Popular Home Insecticide Banned By EPA

First Durspan, now Diazinon. Diazinon is practically a household name for gardeners and homeowners. After studies linked Diazinon to low birth weight children, the U.S. Environmental Protection Agency decided to phase out household use of the popular insecticide.

WLOX Outdoor Reporter and Mississippi State Extension Agent Dr. David Held says this ban does not prevent you from using the Diazinon you have. However, Diazinon will no longer be sold after this year, so homeowners who like to use Diazinon are stocking up. Held says look for alternatives to Diazinon such as Sevin or permathrin. More advice; Be safe!
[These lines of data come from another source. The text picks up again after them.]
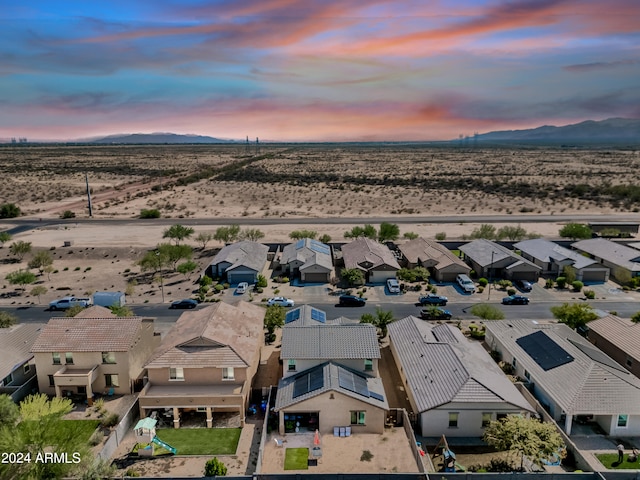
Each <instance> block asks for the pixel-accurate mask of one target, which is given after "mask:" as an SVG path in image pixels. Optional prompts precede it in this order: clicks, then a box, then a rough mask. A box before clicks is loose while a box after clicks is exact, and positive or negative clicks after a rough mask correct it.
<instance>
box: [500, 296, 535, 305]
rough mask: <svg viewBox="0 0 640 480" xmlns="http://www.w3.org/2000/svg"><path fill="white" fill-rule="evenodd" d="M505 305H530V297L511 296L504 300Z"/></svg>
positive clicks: (523, 296)
mask: <svg viewBox="0 0 640 480" xmlns="http://www.w3.org/2000/svg"><path fill="white" fill-rule="evenodd" d="M502 304H503V305H529V297H525V296H524V295H509V296H508V297H504V298H503V299H502Z"/></svg>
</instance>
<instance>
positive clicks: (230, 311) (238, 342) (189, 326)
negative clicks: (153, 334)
mask: <svg viewBox="0 0 640 480" xmlns="http://www.w3.org/2000/svg"><path fill="white" fill-rule="evenodd" d="M264 315H265V309H264V308H262V307H260V306H257V305H252V304H250V303H247V302H243V301H240V302H238V303H237V304H236V305H230V304H228V303H224V302H219V303H216V304H214V305H211V306H207V307H205V308H202V309H198V310H191V311H187V312H184V313H183V314H182V315H180V318H179V319H178V321H177V322H176V324H175V325H174V326H173V328H172V329H171V330H170V331H169V332H168V333H167V335H166V337H165V338H164V339H163V340H162V343H161V344H160V346H159V347H158V348H157V349H156V351H155V352H154V354H153V356H152V359H151V360H150V361H149V363H148V364H147V365H146V366H147V368H166V367H178V366H181V365H182V366H196V365H197V366H203V367H238V368H241V367H246V366H248V365H250V364H251V363H252V360H253V357H254V355H255V353H256V351H257V350H258V349H259V348H260V347H261V346H262V345H263V344H264Z"/></svg>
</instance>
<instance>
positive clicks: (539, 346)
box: [516, 331, 573, 372]
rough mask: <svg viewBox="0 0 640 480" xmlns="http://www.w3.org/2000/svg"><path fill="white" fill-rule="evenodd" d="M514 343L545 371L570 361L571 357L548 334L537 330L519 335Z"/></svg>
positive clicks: (563, 348) (551, 368)
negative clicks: (523, 336)
mask: <svg viewBox="0 0 640 480" xmlns="http://www.w3.org/2000/svg"><path fill="white" fill-rule="evenodd" d="M516 343H517V344H518V345H520V347H521V348H522V349H523V350H524V351H525V352H527V354H528V355H529V356H530V357H531V358H532V359H533V360H534V361H535V362H536V363H537V364H538V365H540V367H541V368H542V369H543V370H544V371H545V372H546V371H548V370H551V369H553V368H556V367H559V366H561V365H565V364H566V363H569V362H572V361H573V357H572V356H571V355H569V353H568V352H567V351H566V350H565V349H564V348H562V347H561V346H560V345H558V344H557V343H556V342H554V341H553V340H551V338H549V336H548V335H547V334H546V333H544V332H542V331H537V332H534V333H531V334H529V335H526V336H524V337H520V338H518V339H517V340H516Z"/></svg>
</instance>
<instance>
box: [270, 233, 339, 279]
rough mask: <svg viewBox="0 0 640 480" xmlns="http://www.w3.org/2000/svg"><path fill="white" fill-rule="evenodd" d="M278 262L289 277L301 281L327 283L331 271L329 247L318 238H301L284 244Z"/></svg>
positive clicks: (280, 265) (331, 269) (277, 260)
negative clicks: (299, 278) (300, 238)
mask: <svg viewBox="0 0 640 480" xmlns="http://www.w3.org/2000/svg"><path fill="white" fill-rule="evenodd" d="M277 261H278V264H279V265H280V266H281V267H282V269H283V270H284V273H286V274H288V275H289V277H291V278H300V280H301V281H302V282H309V283H310V282H315V283H329V282H330V281H331V272H333V261H332V257H331V248H330V247H329V245H326V244H324V243H322V242H319V241H318V240H313V239H311V238H303V239H301V240H298V241H297V242H295V243H290V244H289V245H286V246H285V247H284V248H283V249H282V252H281V253H280V255H279V256H278V260H277Z"/></svg>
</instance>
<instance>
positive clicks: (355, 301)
mask: <svg viewBox="0 0 640 480" xmlns="http://www.w3.org/2000/svg"><path fill="white" fill-rule="evenodd" d="M339 303H340V305H341V306H343V307H364V306H365V304H366V303H367V300H366V299H364V298H362V297H356V296H355V295H340V299H339Z"/></svg>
Before using any insecticide, always be sure to read the label carefully and follow all label directions regarding personal protection equipment and instructions for mixing and applying the product.

Mississippi State University Cooperative Extension Service offers a publication with valuable information about controlling insect around the home and lawn. The follow tips are from that publication.

Choosing and Purchasing Insecticides:

There are several important factors that must be considered when purchasing an insecticide to use in the home lawn. Time spent considering these factors and reading insecticide labels before making the purchase is time well-invested! Purchasing the wrong product can lead to many undesirable consequences, including poor control, plant injury, application difficulties, and time spent returning the product. Some of the key points to consider when purchasing insecticides are listed below.

1. What is the active ingredient in the product?
When purchasing insecticides it is important to think in terms of the active ingredient, rather than the brand name. Granted, the names of these active ingredients sound somewhat technical in nature (e.g. permethrin, carbaryl, imidacloprid), but in the long run they are much shorter, less confusing, and easier to remember than brand names (e.g., Hi-Yield Kill-A-Bug II, Garden Tech Sevin Concentrate Bug Killer, Bayer Advanced Season-Long Grub Control). Quite often, the same active ingredient may be sold under dozens of different brand names. Knowing the active ingredient makes it easier to find an alternative product if a particular brand-name product is not available. It is also important to be aware that the active ingredient contained in a product with a given brand name may change over time. Do not assume that Mo-Betta Bug Bopper 33 contains the same active ingredient now as it did when you last used it 5 years ago. Check the active ingredients.

2. Is the product labeled for the intended site and use?
If you need a product to control chinch bugs in St. Augustine grass, be sure to read the label and verify that the insecticide you are purchasing is labeled for use in home lawns, that it is safe to use on St. Augustine grass, and that it is effective against chinch bugs. All of this information should be available on the product label, and it should also indicate how much product to use and how to mix and apply the product. If you do not find this information on the label, don't buy the product! Look for products with labels that are easy to read and understand.

3. How is the product formulated?
In many cases the same active ingredient is available in products that are formulated as granules, wettable powders, liquid concentrates, and dilute ready-to-spray products. It is important to be sure that you are purchasing the formulation that is best suited for your intended use. If you purchase a wettable powder formulation, which is mixed with water and applied as a liquid spray, but you do not have the necessary spray equipment, you will be unable to apply the product. Also, be sure to consider what type of formulation is best for the intended use and that you have the necessary equipment to apply that formulation before purchasing the product. Granular products are relatively easy to apply on the home lawn, but they are not as effective as liquid sprays against some types of pests.

4. What is the percentage of active ingredient in the product; how much is in the container; what is the use rate; and how much product do you need to do the job?
If you purchase a quart of ready-to-spray formulation containing 0.002% active ingredient when you really need a quart of 25% liquid concentrate, you will not have nearly enough product. If you know that you need to treat 6,000 square feet at a rate of 4 fluid ounces of product per 1,000 square feet, then you need 24 fluid ounces of total formulated product. Based on this, you know you need to buy the quart size (32 fluid ounces) rather than the pint size (16 fluid ounces). You also know that you do not need to buy the gallon size, as this would result in a lot of leftover product.